Angelina Jolie concede entrevista exclusiva para a primeira edição da TIME France - Parte 1

Texto: Élisabeth Lazaroo

Fotos: Nathaniel Goldberg para TIME France

Parte I

Heroína de um filme que ecoa sua própria história com o câncer, a estrela americana revela suas fragilidades e celebra a força que extrai de seu engajamento com os outros.

De uma beleza que hipnotiza, com um rosto marcante, uma expressão firme e uma alma serena — tudo sustentado por um corpo que poderia parecer frágil, não fosse moldado por mais de vinte anos de luta e resistência em defesa dos mais vulneráveis. Envolta em um longo suéter em tons suaves de bege ou cinza — difícil dizer —, Angelina Jolie entra e cumprimenta cada membro da equipe. Dá vontade de abraçá-la, mas nos contemos. É 8 de novembro. São exatamente 8h45. O reencontro com Alice Winocour é caloroso. Ela assina o filme Coutures, no qual a estrela interpreta Maxine Walker, uma cineasta americana. Um relato íntimo em que a protagonista enfrenta um câncer de mama — uma história que ecoa os caminhos das duas mulheres —, uma obra comovente sobre a provação da doença e, acima de tudo, uma celebração apaixonada da vida.

Na suíte imperial do hotel Le Bristol, iluminada pela luz suave de Paris, a estrela brilha. Sensível, Angelina se emociona ao recordar a mãe querida e a avó, ambas levadas cedo demais pelo câncer. A emoção invade a conversa, as lágrimas vêm rápido. “Todos nós já passamos por provações, de perto ou de longe”, confessa. Desta vez, não hesitamos: a abraçamos. Portadora dos genes BRCA, associados aos cânceres de mama e ovário, Jolie passou por uma dupla mastectomia preventiva em 2013, seguida da retirada dos ovários. Alice Winocour, por sua vez, acaba de vencer a doença, após uma longa internação.

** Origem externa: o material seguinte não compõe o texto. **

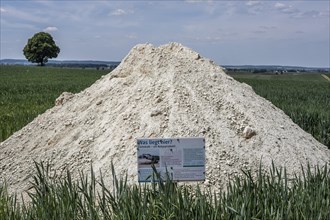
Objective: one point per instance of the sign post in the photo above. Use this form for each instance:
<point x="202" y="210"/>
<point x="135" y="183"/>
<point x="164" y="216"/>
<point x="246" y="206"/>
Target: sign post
<point x="182" y="158"/>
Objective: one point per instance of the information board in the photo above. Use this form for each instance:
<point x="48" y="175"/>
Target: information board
<point x="183" y="158"/>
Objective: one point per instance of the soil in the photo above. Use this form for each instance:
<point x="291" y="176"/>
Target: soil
<point x="165" y="91"/>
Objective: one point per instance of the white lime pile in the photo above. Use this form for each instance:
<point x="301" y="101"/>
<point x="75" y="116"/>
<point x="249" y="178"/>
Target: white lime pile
<point x="166" y="91"/>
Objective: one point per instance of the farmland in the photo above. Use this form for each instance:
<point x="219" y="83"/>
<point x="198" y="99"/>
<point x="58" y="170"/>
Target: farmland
<point x="27" y="91"/>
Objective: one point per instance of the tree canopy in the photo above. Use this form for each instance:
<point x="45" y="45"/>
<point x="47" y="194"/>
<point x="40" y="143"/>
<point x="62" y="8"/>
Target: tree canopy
<point x="40" y="48"/>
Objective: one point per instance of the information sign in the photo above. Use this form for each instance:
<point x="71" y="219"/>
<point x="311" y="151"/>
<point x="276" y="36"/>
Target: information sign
<point x="183" y="158"/>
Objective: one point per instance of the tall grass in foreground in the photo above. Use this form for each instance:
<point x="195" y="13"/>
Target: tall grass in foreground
<point x="268" y="196"/>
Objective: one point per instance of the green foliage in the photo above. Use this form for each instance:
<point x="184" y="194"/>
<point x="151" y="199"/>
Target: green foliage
<point x="27" y="91"/>
<point x="40" y="48"/>
<point x="266" y="196"/>
<point x="304" y="97"/>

A atriz vencedora do Oscar — cuja fama, ativismo e vida familiar com seus seis filhos formam um só universo — veio especialmente de Hollywood para este encontro com a TIME France. Angelina quer transmitir uma mensagem que considera essencial: “A vida é mais forte. A coragem se compartilha.” Com coração sensível e temperamento firme, a incansável defensora dos direitos humanos sabe exatamente o que quer. Há uma causa em jogo, e o recado precisa ser claro: mostrar a cicatriz da mastectomia. Cada detalhe importa — a roupa, a pose, a atitude, a graça. Jolie se entrega à arte do diálogo e da imagem sob o olhar atento de Nathaniel Goldberg, nosso fotógrafo.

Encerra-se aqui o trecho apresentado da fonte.